WILLIAMS, Ore.– Today, 115 conservation, animal protection, ranching, and faith-based organizations submitted a letter to Tom Vilsack, the Agriculture Secretary nominee, urging him to end the federal government’s systematic killing of wildlife, including wolves, coyotes, bears, cougars, and prairie dogs. Members of the coalition – comprised of Big Wildlife, Center for Biological Diversity, Creation Care Study Program, Christians for Environmental Stewardship, Humane Society of the United States, Public Employees for Environmental Responsibility, Sierra Club, and Ranchers for Rural Responsibility, among many others – said that each year the U.S. Department of Agriculture’s Wildlife Services kills millions of wild animals, primarily on behalf of agribusiness. Coalition members said halting the agency’s “lethal control” programs should be one of the nominee’s first steps once he is confirmed as Secretary of Agriculture. (See complete list of signatories below.)
USDA Wildlife Services, a secretive federal agency that has largely avoided public scrutiny, employs a variety of cruel and often haphazard and indiscriminate methods to kill wildlife. Animals are shot from airplanes and helicopters, poisoned, gassed in their dens, bludgeoned after capture in steel leghold traps, strangled in wire snares, and pursued with hounds and then shot. Other animals, even family dogs and cats, are unintentionally injured or killed by agency actions. In 2007 alone, Wildlife Services killed 2.4 million animals, including 121,565 carnivores. The agency reported it spent more than $100 million in 2007 to kill wildlife, most of which was funded by taxpayers. Among those animals killed in 2007: 90,262 coyotes, 2,277 gray foxes, 2,412 red foxes, 2,090 bobcats, 1,133 cats, 552 dogs, 577 badgers, and 340 gray wolves.

“Wildlife Services has much blood on its hands. The agency is committing crimes against animals that make Michael Vick’s Bad Newz Kennels look like doggy day care,” said Brian Vincent, communications director for the wildlife protection group Big Wildlife. “Most Americans have no idea their tax dollars are used to brutalize countless bears, cougars, wolves, and coyotes.”

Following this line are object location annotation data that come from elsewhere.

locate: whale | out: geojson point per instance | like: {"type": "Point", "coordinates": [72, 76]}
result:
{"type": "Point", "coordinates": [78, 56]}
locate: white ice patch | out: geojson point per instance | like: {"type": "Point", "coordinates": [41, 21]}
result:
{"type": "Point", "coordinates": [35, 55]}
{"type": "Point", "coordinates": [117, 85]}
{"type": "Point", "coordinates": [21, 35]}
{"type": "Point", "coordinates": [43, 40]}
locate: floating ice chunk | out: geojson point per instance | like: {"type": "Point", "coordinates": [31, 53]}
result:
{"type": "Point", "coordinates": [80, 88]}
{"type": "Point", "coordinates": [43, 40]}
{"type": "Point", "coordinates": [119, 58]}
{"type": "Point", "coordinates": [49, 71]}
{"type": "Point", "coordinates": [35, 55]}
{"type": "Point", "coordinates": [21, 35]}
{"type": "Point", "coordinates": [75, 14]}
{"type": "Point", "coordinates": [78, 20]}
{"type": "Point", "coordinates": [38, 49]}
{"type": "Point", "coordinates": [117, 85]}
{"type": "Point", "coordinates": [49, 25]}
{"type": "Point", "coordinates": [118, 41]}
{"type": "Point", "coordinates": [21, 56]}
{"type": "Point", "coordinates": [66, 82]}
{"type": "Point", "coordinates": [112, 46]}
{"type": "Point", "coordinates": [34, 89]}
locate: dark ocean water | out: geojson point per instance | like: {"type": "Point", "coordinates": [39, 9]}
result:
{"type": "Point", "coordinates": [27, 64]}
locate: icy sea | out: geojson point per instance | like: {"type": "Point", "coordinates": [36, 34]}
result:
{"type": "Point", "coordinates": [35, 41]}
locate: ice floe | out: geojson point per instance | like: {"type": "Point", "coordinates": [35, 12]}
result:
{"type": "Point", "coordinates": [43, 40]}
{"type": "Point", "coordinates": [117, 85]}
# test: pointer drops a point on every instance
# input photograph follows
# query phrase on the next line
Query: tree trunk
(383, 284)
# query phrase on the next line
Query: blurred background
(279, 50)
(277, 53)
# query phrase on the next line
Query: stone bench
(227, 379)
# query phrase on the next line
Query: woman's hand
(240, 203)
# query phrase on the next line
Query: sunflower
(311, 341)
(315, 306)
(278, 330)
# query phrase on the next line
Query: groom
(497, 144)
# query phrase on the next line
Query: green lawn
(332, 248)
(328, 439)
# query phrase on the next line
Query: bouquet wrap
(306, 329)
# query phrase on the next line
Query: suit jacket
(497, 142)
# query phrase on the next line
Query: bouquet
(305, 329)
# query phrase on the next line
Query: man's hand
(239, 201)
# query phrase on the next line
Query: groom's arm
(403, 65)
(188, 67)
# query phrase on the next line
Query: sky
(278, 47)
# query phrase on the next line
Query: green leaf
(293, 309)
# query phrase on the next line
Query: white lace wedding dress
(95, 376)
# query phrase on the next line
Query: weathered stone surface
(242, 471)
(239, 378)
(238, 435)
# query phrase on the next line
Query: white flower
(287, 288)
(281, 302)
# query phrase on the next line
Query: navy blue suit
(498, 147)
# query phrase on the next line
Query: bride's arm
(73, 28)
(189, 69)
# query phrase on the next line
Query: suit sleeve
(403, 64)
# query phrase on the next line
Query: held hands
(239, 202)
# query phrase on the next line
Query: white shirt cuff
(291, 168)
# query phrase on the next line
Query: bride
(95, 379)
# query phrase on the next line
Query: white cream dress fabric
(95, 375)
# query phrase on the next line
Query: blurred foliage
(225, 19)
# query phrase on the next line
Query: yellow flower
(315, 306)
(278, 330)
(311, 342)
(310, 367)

USDA Wildlife Services kills carnivores and smaller animals such as prairie dogs to appease the livestock industry and kills a myriad of other animals such as blackbirds on behalf of other agribusiness enterprises. This winter, Wildlife Services killed all 27 wolves of a pack near Kalispell, Mont. In 2008, the agency wiped out seven wolf packs, pups and all, in the Big Sky state. In Oregon, Wildlife Services is coordinating with state officials to kill nearly 2,000 cougars. In New Mexico and Arizona over the past 10 years, Wildlife Services has killed and removed far more than the 50 or so remaining endangered Mexican gray wolves in the wild. The agency has perpetuated hostility towards many carnivore species, especially coyotes, by characterizing them as vermin or nuisance animals. Each year, the agency kills tens of thousands of coyotes.

” ‘Wildlife Services’ ” is a perfectly Orwellian name for an agency that serves wildlife with cyanide baits, lead bullets, and steel leghold traps,” said Michael Robinson, conservation advocate for the Center for Biological Diversity in Silver City, N.M. Robinson is the author of a detailed history of the agency titled “Predatory Bureaucracy: The Extermination of Wolves and the Transformation of the West” (University Press of Colorado, 2005).

Robinson’s book recounts that Wildlife Services was founded in 1885 under a different name, and began its wildlife extermination program in 1915. In 1928, responding to criticism from wildlife biologists, the agency pledged not to exterminate any species and stopped using the word “exterminate,” substituting it with “control.” However, in 1945 the agency killed the last gray wolf in the western United States, in southern Colorado. In the 1960s, after Wildlife Services officials told Congress the agency would not exterminate wildlife, it wiped out red wolves from the southeastern United States, California condors in their namesake state, and blackfooted ferrets on the Great Plains, as well as the Mexican gray wolf in the Republic of Mexico, having gained permission from Mexican authorities. The last survivors of each of these species were captured, bred in captivity and subsequently reintroduced to save the species from extinction.

Members of the conservation and animal-protection group coalition that sent the letter to Vilsack said that Wildlife Services’ killing program ignores the importance of carnivores. As “keystone species,” carnivores play a pivotal role in sustaining ecological integrity and preserving species’ diversity. For example, large carnivores regulate deer and elk numbers, as well as smaller mammal populations. Wolf reintroduction in Yellowstone National Park has benefited bears, foxes, beavers and songbirds, among other animals. Conversely, ongoing Wildlife Services persecution of wolves continues to harm these and other wildlife species in the vast swaths of the West where wolves have not been permitted to recolonize.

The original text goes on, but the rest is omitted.